Remember when Microsoft presented the user account control in Windows? Designed to improve security, it gave new indications on users for some tasks. It disturbed some users that they find ways to shut down the entire UAC system on their Windows devices or be less disappointed.
A new security facility of administrator protection, Windows, May be next Security facilities that can occur on users’ veins.
Broken to its origin, the administrator asks for the Protection Authority whenever actions require administrator privileges. Think about the installation of some software, modify some Windows settings, edit the Windows Registry, or make other changes in the Windows device that require height.
Whenever such a work is started, Windows asks for security verification. You need to verify the action by entering your pin or using biometric authentication, before it is executed on the Windows machine.
The visual process makes the administrator only half of the conservation facility. When a Windows signs in the user system, they are automatically assigned a disadvantaged user token. Windows will then request the authority for the tasks that require high rights.
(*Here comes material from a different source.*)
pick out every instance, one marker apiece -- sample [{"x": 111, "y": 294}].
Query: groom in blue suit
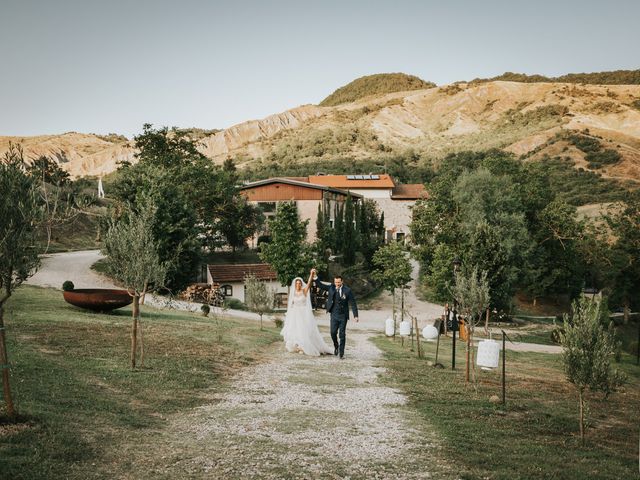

Verification is through Windows security. Once done once, Windows produces a separate administrator tokens using a “hidden, system-generated, profile-exposed user account”, writes Microsoft on its technical community website.
Tokens are used only for that specific process and are automatically destroyed when finished. Therefore, when you initially type Regedit, you will get the Authority Prompt before the Registry Editor is opened. Once you close the window, the authority tokens are destroyed, so that the “administrator privileges no longer become” on the system.
The entire process is repeated whenever a process or function requires height.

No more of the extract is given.